Seatbelts are a good thing. They have saved countless lives when used properly in cars. If you however, assume that what works well in cars should be applied to all types of vehicles on our roadways you will likely be disappointed with the track record of seatbelts on saving the lives of motorcycle riders. They would simply not have the same beneficial effect.
The same is true when it comes to employee survey design. There are all sorts of various types of organizations out there, following all different type of differentiating strategies. So if all those organizations are trying to differentiate themselves, trying their best to distinguish themselves from their competition, why would so many people’s knee jerk reaction be to use the same survey questions that every other organization is using?

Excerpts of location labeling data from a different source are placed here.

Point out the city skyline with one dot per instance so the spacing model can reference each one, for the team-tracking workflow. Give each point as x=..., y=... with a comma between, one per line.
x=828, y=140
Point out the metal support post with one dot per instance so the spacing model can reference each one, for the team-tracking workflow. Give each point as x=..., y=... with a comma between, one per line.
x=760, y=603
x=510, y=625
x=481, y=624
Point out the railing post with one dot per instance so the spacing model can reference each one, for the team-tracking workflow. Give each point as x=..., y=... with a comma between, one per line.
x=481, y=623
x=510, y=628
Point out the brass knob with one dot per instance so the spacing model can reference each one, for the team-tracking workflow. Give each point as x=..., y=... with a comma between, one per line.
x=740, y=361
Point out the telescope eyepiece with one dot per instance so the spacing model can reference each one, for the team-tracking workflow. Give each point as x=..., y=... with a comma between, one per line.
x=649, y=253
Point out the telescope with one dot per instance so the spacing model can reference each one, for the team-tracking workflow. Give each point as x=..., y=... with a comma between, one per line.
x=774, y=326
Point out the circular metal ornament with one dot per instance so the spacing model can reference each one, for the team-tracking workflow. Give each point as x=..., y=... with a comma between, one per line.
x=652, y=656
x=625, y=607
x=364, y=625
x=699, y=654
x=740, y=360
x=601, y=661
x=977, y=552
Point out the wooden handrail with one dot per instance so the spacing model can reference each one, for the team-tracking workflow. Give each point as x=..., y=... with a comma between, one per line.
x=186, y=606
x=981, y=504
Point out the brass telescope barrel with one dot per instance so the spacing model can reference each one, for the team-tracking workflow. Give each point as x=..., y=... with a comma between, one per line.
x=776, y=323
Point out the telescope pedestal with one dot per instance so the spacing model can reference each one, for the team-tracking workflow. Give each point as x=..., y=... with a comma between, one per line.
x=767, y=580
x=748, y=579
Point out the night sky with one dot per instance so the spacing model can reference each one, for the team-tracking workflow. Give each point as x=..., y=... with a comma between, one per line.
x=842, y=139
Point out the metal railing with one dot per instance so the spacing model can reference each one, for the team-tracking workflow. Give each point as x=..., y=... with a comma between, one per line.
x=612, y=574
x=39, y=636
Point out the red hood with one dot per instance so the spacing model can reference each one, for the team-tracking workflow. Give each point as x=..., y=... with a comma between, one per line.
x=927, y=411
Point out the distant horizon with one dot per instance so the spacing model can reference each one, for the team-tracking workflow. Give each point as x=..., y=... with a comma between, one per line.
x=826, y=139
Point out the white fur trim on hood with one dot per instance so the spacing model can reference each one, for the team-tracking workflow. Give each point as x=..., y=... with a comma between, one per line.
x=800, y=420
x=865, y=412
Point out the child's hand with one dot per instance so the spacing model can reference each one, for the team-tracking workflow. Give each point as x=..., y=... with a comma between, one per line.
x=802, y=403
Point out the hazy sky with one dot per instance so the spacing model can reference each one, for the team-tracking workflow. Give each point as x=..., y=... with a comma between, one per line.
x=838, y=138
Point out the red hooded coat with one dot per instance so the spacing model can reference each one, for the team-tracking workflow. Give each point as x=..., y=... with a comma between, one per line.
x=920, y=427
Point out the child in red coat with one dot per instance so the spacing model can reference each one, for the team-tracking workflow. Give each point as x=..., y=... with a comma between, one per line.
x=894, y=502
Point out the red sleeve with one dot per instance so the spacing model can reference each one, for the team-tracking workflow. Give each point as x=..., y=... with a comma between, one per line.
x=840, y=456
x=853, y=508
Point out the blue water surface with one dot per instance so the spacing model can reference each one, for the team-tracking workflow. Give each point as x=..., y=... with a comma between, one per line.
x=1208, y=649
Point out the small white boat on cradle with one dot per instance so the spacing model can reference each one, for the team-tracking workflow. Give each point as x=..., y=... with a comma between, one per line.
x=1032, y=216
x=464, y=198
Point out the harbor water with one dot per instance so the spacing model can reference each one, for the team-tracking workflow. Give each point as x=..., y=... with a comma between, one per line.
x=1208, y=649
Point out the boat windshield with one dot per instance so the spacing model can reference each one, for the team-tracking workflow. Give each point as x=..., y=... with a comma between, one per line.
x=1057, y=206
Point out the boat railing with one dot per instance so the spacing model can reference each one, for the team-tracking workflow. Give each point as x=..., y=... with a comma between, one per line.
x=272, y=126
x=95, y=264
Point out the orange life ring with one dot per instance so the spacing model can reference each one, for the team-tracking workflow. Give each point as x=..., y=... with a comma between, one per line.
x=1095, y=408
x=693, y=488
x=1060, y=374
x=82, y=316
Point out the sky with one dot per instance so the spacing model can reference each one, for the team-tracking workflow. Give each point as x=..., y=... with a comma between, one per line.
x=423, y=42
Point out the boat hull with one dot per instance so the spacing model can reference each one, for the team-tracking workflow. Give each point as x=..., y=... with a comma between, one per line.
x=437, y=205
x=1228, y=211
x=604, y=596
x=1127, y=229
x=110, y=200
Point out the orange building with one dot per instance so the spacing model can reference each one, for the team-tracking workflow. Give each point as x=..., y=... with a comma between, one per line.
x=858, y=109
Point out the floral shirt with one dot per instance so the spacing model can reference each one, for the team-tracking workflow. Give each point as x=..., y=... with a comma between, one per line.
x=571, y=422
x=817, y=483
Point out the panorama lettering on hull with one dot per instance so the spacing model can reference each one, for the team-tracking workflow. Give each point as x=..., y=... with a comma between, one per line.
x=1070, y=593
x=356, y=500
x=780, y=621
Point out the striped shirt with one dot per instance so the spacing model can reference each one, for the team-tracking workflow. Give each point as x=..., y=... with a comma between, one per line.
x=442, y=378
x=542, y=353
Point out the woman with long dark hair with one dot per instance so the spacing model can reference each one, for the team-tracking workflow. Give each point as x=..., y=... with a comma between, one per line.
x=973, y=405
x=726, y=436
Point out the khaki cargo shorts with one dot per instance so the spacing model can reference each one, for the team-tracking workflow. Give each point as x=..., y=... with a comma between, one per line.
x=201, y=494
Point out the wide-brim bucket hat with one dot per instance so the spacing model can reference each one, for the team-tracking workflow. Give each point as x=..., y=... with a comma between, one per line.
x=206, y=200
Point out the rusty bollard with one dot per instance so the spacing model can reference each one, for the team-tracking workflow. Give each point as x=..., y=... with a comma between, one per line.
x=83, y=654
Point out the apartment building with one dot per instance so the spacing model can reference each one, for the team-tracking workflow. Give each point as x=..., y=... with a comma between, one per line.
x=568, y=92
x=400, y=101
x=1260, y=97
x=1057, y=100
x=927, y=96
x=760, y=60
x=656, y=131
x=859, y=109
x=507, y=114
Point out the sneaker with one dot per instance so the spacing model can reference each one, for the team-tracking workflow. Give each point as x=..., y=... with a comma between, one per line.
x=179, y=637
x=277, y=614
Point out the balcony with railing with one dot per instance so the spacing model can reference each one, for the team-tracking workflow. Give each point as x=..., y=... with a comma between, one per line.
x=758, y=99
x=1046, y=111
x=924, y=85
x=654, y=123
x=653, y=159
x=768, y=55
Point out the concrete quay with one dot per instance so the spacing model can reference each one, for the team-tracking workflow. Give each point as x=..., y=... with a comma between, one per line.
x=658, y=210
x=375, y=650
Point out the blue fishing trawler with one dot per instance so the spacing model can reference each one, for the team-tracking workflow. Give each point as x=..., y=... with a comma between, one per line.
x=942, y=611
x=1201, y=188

To do exactly the opposite in terms of survey design what the organization’s goals are in terms of performance?
If we mindlessly apply that logic to other aspects of our lives, the next thing you know when you go to the doctor complaining of chest pains, you will be on the receiving end of a proctology exam. After all proctology exams are pretty good at detecting colon cancer, so they must also work for chest pains. “Doctor, doctor, the pain is in my chest. What are you doing?” “Well I had this tool handy, so I thought I would use it”.
Employee surveys should not be tools in search of problems. But rather they should be tailored to the specific needs of each organization and their unique strategy.